Our choice of vLLM aligns with our commitment to leveraging open-source and cutting-edge technologies that can scale efficiently to meet the demands of our vast user base and diverse array of experiences. Roblox is an active contributor to the open-source vLLM project, spearheading the development of multimodal support for vLLM, which enables the engine to handle not just text but also images and potentially other types of data in the future. We have also implemented speculative decoding techniques to further improve inference performance, allowing for faster, more efficient processing of language tasks.
With ML gateway and vLLM, we can efficiently support the hundreds of ML pipelines in use across Roblox—and continue to scale inference as the demand for AI-powered features continues to grow. And we are nowhere near done with this work.

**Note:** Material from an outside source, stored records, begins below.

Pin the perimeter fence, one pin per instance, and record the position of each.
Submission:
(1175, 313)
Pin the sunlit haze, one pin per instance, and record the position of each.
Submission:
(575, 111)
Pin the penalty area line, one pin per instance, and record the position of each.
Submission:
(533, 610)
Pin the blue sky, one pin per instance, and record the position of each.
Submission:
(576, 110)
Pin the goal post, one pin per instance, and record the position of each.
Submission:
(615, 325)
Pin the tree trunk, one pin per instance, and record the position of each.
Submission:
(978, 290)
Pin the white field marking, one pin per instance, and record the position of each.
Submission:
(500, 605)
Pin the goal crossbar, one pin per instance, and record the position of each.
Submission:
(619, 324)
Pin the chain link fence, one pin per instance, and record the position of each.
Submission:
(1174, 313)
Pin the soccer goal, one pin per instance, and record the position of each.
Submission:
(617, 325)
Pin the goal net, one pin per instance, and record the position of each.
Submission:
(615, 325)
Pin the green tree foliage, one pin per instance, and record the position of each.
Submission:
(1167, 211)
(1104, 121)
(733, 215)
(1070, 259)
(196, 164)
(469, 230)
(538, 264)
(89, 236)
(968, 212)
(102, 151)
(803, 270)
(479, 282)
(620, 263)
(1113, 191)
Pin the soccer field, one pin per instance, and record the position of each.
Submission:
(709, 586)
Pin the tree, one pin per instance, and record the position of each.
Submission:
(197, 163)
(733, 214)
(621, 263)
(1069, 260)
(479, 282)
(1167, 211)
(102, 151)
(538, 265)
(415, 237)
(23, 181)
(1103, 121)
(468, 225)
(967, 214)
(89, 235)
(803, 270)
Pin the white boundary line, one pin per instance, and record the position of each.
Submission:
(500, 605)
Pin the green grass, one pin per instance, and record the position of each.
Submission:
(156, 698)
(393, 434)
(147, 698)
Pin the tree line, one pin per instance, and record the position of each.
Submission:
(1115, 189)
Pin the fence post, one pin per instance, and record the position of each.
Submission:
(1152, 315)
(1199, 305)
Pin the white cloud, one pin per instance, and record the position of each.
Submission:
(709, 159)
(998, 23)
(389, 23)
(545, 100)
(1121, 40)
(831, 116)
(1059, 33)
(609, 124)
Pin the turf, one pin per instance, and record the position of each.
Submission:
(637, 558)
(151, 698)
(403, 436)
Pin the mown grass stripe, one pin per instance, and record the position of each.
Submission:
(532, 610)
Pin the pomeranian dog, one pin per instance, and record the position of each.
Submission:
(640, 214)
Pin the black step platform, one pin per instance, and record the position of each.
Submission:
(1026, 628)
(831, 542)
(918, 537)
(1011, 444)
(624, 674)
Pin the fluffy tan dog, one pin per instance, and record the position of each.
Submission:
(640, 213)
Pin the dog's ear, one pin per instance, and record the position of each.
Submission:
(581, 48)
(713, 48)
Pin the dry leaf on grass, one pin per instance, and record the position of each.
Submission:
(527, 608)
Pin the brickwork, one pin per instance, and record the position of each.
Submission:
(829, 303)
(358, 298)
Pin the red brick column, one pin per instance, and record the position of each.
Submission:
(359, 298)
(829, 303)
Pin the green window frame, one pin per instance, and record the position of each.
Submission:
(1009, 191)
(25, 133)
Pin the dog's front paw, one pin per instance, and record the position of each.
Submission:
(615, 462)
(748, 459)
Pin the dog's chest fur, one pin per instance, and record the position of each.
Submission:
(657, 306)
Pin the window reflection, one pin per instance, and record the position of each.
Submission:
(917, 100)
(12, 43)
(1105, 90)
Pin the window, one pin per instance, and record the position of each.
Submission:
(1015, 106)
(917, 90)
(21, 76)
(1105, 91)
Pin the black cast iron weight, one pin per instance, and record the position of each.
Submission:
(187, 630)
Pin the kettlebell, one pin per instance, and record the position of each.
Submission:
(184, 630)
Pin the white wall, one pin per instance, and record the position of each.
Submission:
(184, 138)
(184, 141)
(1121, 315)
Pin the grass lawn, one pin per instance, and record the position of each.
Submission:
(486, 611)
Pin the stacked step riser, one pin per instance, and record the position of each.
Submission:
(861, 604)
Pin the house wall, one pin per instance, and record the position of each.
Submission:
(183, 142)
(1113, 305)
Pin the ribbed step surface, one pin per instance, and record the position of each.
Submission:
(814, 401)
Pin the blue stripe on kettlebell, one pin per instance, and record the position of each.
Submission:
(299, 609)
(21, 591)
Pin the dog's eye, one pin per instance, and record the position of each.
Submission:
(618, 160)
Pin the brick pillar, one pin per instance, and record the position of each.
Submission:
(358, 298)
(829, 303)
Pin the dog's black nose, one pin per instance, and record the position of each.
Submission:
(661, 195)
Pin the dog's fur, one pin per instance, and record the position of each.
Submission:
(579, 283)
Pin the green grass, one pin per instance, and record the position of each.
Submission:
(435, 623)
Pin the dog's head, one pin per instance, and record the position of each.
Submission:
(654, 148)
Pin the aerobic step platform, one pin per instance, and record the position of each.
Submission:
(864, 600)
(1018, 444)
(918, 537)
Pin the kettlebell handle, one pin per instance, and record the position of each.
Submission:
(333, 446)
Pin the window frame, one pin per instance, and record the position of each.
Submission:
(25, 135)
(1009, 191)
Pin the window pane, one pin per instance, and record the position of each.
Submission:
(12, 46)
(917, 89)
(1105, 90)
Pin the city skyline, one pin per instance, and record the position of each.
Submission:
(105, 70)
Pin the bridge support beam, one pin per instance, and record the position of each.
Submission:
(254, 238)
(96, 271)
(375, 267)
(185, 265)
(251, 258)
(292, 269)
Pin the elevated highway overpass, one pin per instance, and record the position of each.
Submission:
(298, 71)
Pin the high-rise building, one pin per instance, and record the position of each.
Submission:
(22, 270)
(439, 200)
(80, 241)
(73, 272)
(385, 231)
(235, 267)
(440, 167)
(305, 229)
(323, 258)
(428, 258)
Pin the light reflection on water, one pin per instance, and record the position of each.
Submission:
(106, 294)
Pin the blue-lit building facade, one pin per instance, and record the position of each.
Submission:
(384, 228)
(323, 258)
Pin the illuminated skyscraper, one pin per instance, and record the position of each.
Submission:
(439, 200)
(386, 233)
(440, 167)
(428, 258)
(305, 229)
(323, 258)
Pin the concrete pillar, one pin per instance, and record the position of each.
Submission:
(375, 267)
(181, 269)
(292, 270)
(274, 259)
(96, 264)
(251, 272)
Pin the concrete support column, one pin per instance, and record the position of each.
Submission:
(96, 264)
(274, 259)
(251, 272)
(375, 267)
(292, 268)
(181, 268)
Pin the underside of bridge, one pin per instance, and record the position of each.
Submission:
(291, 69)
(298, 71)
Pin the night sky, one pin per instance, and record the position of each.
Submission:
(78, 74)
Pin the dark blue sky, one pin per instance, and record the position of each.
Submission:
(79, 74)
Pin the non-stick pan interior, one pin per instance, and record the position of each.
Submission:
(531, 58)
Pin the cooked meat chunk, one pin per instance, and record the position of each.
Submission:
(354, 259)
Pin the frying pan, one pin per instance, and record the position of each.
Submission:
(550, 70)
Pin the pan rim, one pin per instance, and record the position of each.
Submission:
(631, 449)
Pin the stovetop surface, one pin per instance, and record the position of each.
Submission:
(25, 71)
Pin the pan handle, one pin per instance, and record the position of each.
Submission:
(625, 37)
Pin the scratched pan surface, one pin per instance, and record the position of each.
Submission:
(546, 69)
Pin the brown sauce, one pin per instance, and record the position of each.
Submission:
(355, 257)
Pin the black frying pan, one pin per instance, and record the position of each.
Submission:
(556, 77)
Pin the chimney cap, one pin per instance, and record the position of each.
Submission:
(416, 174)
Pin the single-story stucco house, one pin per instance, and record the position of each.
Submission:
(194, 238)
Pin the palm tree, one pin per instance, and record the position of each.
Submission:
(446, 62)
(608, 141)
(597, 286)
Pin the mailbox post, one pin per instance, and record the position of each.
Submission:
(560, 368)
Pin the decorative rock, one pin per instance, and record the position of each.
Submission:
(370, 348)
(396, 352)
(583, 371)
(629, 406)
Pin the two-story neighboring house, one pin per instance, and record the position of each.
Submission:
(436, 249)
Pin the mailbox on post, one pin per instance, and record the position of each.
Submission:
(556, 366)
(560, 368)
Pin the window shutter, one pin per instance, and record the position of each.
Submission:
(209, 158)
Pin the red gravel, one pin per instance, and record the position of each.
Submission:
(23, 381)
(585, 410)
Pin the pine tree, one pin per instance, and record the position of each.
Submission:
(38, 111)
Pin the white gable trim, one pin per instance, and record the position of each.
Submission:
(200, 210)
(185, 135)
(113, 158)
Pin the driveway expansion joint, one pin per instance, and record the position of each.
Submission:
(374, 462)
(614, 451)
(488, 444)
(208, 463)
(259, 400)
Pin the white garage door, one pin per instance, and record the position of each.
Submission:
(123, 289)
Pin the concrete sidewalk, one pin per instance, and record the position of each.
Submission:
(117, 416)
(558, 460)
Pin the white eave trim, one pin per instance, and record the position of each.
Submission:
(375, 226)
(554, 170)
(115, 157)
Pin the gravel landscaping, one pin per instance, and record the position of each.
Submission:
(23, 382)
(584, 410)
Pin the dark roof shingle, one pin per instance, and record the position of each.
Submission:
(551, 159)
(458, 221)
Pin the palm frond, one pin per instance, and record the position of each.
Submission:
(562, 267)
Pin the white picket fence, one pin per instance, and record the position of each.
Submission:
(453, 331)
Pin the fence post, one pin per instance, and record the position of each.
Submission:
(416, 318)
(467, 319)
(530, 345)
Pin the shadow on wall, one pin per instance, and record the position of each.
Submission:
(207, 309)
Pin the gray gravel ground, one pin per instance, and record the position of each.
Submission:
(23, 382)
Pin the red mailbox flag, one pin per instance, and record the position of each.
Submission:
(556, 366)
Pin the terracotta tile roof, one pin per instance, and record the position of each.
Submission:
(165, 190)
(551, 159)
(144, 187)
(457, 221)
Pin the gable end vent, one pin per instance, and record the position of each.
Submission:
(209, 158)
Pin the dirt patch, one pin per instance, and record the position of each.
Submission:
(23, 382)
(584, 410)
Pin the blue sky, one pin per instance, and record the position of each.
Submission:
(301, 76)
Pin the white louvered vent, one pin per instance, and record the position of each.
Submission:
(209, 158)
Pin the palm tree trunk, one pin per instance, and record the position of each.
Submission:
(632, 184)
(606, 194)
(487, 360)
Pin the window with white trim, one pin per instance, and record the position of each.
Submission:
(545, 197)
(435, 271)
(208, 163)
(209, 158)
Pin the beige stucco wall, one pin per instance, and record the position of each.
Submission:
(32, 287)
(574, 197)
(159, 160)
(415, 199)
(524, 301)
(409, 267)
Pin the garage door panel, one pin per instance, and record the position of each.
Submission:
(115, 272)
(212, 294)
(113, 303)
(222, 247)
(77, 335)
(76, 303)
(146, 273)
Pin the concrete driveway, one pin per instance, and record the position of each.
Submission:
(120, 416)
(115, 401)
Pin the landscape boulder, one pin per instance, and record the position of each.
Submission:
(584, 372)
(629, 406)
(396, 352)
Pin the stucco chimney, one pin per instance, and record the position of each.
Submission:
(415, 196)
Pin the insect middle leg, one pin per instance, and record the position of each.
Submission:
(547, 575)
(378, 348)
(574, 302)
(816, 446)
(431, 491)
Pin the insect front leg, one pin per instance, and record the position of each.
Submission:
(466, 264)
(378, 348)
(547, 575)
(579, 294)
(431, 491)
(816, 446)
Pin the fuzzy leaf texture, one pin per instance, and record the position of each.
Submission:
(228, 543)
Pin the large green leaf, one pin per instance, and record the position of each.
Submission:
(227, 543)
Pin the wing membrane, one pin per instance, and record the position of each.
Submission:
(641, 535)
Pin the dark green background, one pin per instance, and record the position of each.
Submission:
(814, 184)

We have big plans for the future of AI at Roblox. We’re working on new AI-powered tools to make creation more efficient for both novice and expert creators. As always, we are working on ways to improve the performance and efficiency of our infrastructure to better support the AI tools that we, and our creators, use on a daily basis.
Our Commitment to Open Source
We have come this far on the shoulders of several successful open-source projects. Much of our technical stack is built using the open-source technology mentioned above.
We are committed to being a strong partner in the open-source AI community and contributing some of our own open-source technology. We recently announced our first open-source model—our voice safety classifier — and we are currently working on our ML gateway, with the hope of making that open source as well. We believe that the future of AI should include openness and transparency, and we’re excited to be an active member of this community.